Okay. And then I just -- David Helfand, you said you don't want this to be years and years. So are you going to give us at least a reasonable time frame that this is a 12-month sort of next step of evaluation? Or could it be 18 months to 24 months? I'm just trying to get a sense of how we should think about -- I don't want to keep on asking every quarter, right? So at least give us some sense of, right now, what you're thinking about in terms of the next decision point.
I wish I had an answer. I think we're trying to telegraph it's a little while longer. That's not measured in years and years. That's -- I don't want to say 6 months, and I don't want to say 12, because I don't want to have to go back on my word if circumstances change, but we recognize we've been at this a long time. We want to continue because we are optimistic, but there's a limit, and there is another way to reward shareholders if we don't find something reasonable near term.
And then just last one. Is there anything being worked on right now in any serious form?

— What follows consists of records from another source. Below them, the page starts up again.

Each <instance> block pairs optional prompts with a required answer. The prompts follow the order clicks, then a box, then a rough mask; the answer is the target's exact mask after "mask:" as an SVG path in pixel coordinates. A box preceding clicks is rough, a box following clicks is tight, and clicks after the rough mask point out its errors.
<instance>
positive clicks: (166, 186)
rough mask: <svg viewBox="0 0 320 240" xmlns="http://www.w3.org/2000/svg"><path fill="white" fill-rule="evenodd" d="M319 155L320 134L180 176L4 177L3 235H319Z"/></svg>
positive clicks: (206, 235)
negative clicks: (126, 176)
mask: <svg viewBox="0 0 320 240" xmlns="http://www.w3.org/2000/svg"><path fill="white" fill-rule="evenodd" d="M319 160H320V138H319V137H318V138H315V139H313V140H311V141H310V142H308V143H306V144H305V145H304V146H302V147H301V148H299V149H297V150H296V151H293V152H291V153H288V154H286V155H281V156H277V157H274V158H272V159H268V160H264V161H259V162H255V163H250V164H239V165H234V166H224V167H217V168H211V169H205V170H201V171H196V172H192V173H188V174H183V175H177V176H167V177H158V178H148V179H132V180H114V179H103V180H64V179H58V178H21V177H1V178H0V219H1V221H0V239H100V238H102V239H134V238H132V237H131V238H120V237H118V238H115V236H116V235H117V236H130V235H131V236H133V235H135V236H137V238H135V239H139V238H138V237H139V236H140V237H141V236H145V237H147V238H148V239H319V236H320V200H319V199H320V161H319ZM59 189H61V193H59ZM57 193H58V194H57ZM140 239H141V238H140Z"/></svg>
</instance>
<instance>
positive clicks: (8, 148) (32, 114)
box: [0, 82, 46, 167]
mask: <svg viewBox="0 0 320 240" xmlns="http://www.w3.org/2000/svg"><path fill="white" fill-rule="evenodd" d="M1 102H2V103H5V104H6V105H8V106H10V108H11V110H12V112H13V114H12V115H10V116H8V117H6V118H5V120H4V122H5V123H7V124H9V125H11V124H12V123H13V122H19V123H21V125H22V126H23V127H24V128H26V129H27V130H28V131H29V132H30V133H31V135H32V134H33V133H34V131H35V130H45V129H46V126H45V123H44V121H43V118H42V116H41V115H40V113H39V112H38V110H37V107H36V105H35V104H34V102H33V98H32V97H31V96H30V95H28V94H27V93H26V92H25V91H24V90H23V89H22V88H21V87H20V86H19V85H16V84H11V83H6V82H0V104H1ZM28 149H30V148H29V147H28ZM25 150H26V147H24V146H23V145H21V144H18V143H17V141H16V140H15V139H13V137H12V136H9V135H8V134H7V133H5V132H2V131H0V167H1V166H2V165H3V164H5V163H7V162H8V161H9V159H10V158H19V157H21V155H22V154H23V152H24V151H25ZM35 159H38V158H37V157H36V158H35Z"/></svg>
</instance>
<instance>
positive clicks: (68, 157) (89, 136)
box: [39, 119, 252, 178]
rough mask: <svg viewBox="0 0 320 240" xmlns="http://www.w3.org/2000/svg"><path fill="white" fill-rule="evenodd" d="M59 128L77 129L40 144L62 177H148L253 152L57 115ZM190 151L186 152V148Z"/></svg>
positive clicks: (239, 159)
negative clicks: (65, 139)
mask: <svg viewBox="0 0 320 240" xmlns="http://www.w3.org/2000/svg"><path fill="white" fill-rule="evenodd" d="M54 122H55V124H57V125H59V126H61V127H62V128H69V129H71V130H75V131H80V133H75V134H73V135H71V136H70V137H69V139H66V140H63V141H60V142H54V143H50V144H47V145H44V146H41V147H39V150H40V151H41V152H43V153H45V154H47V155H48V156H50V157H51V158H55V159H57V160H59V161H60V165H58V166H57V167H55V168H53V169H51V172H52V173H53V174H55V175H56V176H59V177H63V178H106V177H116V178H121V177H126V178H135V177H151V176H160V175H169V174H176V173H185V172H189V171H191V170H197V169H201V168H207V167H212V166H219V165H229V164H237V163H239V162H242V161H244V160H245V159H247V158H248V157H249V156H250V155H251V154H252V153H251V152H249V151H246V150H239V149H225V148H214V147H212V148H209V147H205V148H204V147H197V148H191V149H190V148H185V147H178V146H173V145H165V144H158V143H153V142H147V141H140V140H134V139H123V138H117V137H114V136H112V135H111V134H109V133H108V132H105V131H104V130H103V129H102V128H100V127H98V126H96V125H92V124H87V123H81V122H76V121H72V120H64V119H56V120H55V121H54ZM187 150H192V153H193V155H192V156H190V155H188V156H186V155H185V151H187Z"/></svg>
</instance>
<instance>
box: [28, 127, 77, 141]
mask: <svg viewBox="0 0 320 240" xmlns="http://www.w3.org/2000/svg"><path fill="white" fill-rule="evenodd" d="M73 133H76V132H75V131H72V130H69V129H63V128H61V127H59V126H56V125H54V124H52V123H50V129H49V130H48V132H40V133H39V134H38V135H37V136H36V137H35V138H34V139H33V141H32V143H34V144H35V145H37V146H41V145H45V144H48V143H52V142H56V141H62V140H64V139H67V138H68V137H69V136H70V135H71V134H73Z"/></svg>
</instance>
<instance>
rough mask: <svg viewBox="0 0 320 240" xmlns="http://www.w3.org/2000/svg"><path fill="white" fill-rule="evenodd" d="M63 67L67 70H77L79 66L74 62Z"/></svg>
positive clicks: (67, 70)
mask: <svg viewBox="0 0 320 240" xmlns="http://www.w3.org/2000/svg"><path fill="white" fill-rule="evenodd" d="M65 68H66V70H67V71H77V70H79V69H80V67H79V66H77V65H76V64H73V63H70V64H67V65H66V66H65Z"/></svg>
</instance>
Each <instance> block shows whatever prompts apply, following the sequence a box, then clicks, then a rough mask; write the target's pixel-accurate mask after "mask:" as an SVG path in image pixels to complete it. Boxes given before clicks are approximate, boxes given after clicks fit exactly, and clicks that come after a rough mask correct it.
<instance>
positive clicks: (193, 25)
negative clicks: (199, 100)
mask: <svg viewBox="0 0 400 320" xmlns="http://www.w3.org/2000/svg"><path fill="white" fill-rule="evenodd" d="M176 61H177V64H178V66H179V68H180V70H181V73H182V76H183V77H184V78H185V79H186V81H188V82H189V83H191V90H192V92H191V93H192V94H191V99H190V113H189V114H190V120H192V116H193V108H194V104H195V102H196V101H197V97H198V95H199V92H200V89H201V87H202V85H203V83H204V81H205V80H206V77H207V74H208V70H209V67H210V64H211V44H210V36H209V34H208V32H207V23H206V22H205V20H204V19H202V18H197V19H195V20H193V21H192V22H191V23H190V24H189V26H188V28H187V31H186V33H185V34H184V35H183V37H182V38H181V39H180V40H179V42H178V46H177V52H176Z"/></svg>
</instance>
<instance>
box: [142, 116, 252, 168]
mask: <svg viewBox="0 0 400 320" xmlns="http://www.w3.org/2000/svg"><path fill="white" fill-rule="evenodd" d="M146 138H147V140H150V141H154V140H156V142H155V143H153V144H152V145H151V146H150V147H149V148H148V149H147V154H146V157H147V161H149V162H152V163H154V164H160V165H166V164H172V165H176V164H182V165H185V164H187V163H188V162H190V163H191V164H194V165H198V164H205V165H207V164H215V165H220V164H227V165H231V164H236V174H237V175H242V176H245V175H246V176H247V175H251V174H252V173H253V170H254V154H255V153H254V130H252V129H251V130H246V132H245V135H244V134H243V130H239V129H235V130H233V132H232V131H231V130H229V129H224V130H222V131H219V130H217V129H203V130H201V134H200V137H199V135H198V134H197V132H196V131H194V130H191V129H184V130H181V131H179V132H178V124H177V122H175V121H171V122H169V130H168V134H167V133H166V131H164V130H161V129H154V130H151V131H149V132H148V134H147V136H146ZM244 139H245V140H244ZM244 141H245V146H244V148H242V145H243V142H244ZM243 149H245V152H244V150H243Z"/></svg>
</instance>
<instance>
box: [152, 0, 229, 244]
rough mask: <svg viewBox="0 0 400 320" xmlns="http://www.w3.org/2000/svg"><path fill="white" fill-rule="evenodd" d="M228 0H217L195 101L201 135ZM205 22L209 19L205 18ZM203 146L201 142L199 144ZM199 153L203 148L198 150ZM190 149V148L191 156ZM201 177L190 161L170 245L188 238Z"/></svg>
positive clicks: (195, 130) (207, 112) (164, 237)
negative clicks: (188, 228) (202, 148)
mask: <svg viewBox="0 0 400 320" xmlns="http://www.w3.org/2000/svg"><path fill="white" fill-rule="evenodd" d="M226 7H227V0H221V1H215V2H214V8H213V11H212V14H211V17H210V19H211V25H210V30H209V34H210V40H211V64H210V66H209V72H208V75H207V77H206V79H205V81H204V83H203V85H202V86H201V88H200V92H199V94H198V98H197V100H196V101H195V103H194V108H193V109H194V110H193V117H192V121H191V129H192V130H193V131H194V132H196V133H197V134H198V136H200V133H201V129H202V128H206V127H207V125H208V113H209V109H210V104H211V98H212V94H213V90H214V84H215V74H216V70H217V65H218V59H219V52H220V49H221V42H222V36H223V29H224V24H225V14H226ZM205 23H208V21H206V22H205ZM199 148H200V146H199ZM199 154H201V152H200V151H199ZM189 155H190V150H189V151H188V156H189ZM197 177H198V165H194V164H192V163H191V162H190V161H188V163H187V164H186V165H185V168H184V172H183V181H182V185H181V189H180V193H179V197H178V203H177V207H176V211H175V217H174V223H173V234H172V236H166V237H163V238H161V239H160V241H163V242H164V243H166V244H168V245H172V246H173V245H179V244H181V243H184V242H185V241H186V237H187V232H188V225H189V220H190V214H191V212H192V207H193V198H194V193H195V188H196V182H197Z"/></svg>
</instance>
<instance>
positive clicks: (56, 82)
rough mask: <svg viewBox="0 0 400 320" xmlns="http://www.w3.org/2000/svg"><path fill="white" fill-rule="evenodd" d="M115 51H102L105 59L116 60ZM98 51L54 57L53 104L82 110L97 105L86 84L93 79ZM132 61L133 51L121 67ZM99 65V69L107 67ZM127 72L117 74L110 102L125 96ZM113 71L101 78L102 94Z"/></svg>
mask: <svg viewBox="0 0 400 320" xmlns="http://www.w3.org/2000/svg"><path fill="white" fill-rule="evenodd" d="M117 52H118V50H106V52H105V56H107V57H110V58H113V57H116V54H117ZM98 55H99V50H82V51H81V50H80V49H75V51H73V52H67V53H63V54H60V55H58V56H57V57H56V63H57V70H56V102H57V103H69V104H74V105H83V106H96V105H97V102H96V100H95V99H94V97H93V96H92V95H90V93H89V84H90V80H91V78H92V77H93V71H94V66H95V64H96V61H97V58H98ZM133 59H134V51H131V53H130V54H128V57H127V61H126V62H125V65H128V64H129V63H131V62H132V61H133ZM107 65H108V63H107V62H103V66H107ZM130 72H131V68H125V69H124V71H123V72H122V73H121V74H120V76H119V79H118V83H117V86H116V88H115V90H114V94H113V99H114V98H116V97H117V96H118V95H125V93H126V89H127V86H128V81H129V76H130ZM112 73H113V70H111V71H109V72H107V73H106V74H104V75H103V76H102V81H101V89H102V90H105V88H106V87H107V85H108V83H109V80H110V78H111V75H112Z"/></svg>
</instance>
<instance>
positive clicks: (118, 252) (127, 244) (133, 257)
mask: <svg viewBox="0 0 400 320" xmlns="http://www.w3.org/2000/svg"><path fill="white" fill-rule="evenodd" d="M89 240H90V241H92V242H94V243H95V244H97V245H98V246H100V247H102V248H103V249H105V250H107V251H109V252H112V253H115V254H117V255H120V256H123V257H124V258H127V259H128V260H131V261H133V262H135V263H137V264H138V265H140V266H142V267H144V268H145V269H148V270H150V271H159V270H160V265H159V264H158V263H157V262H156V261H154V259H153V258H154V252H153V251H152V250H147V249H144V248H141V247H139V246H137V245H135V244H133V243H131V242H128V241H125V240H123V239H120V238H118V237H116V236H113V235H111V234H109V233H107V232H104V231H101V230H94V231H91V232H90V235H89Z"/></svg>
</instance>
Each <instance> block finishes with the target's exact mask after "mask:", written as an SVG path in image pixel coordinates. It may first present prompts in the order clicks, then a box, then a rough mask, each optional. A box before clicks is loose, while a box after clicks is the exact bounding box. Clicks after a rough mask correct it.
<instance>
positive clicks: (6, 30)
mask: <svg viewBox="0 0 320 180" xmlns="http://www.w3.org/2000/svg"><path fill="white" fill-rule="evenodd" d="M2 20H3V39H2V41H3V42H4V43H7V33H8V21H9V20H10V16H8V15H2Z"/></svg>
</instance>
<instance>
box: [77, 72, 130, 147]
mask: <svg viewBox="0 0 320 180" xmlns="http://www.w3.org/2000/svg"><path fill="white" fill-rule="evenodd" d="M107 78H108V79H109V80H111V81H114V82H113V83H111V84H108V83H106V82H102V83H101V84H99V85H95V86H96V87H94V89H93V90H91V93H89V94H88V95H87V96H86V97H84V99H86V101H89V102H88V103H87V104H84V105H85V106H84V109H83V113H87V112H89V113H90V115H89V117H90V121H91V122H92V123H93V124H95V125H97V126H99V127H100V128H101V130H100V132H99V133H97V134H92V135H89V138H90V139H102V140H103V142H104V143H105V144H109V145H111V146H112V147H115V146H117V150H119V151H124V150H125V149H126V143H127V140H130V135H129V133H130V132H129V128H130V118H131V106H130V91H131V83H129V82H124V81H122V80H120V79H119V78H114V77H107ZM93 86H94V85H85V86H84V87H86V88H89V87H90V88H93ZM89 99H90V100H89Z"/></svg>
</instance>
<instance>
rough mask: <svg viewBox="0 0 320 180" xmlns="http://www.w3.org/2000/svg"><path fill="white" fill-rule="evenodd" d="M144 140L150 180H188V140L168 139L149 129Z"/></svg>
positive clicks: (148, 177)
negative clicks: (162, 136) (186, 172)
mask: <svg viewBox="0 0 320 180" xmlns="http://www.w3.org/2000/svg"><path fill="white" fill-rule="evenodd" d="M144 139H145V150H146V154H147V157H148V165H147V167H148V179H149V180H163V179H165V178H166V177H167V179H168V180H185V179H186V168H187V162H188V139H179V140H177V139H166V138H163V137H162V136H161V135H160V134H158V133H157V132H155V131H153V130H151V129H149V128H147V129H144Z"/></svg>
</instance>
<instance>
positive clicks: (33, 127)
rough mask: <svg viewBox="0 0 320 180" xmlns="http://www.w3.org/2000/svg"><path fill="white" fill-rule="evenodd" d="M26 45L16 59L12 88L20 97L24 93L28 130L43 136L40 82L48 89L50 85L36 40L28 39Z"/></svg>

Yes. I don't know what you define as serious. We have multiple things that we've either worked on before or are beginning work on that we're excited about. Obviously, you don't get a sense of what the challenges are until you get a little deeper in. But in multiple sectors, some deals we previously put effort into, others that are new. We're finding intriguing opportunities. Whether they can come to fruition, that's another question.
Thank you. I would now like to turn it back to Mr. Helfand for closing comments.
Thanks, everyone, for joining us this morning. We look forward to talking with you at NAREIT, and thanks for the time.
Ladies and gentlemen, thank you for your participation. This concludes today's event. You may disconnect your lines or log off the webcast at this time, and have a wonderful day.